Doctors and nurses who fail to report that girls in their care have suffered female genital mutilation (FGM) should be prosecuted in an effort to tackle the scandal of “this horrific abuse”, MPs say in a report published today.

They were scathing about the failure of police, prosecutors and successive governments to bring perpetrators to justice and demanded urgent steps to prevent girls from undergoing the agonising procedure.

The Commons home affairs select committee, which denounced FGM as an “extreme form of child abuse”, called for a dramatic increase in prosecutions.

It said it should be made a criminal offence for health professionals to ignore evidence of the practice if there was not a significant rise in reports of FGM within 12 months.

Its chairman, Keith Vaz, said: “It is unacceptable that those with clear access to evidence of these crimes do nothing to help those at risk.”

He added: “FGM is an ongoing national scandal which is likely to have resulted in the preventable mutilation of thousands of girls to whom the state owed a duty of care.”

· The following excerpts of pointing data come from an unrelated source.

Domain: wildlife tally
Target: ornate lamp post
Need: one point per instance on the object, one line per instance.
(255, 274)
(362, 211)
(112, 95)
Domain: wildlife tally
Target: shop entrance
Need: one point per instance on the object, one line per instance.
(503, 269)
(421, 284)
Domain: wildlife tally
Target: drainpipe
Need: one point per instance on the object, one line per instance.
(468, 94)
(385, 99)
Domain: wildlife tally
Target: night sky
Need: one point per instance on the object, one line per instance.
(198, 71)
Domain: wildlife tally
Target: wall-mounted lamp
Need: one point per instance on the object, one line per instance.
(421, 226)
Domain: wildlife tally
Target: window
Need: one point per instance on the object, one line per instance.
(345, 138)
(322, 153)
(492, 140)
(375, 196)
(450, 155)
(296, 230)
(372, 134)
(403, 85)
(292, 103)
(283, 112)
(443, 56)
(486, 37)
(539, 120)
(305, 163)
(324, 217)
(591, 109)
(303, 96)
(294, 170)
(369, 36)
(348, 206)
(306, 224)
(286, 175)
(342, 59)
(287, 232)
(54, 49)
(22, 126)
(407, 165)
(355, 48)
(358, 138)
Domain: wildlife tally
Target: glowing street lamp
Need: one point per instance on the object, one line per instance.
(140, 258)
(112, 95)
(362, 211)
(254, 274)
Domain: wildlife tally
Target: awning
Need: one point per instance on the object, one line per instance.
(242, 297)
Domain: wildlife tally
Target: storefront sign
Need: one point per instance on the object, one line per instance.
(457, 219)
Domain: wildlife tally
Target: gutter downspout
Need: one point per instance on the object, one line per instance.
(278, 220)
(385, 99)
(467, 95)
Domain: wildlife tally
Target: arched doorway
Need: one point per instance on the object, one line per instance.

About 170,000 women and girls living in Britain are believed to have suffered FGM and 65,000 girls aged 13 and under are thought to be at risk of being cut.

Although it has been illegal since 1985, the first prosecution only occurred this year – just before the Director of Public Prosecutions Alison Saunders appeared before the committee.

The MPs partly blamed a “misplaced concern for cultural sensitivities over the rights of the child” for the failure of the authorities to deal with a practice associated with Somalia, Sudan, Ethiopia and other African states.

They said: “A number of successful prosecutions would send a clear message to those involved that FGM is taken with the utmost seriousness in the UK and will be punished accordingly.”

They said victims should be allowed to give anonymous evidence and backed the creation of “FGM protection orders” similar to those which exist for forced marriage.

Norman Baker, the Crime Prevention Minister, said: “The Coalition Government is already driving a step-change to end this extremely harmful and misguided practice, which has a lifelong impact on survivors’ physical and mental health.

“Earlier this year ministers from across government signed a declaration to demonstrate their commitment to end this terrible form of abuse. We are working with religious and community leaders to forge a commitment to condemn FGM.”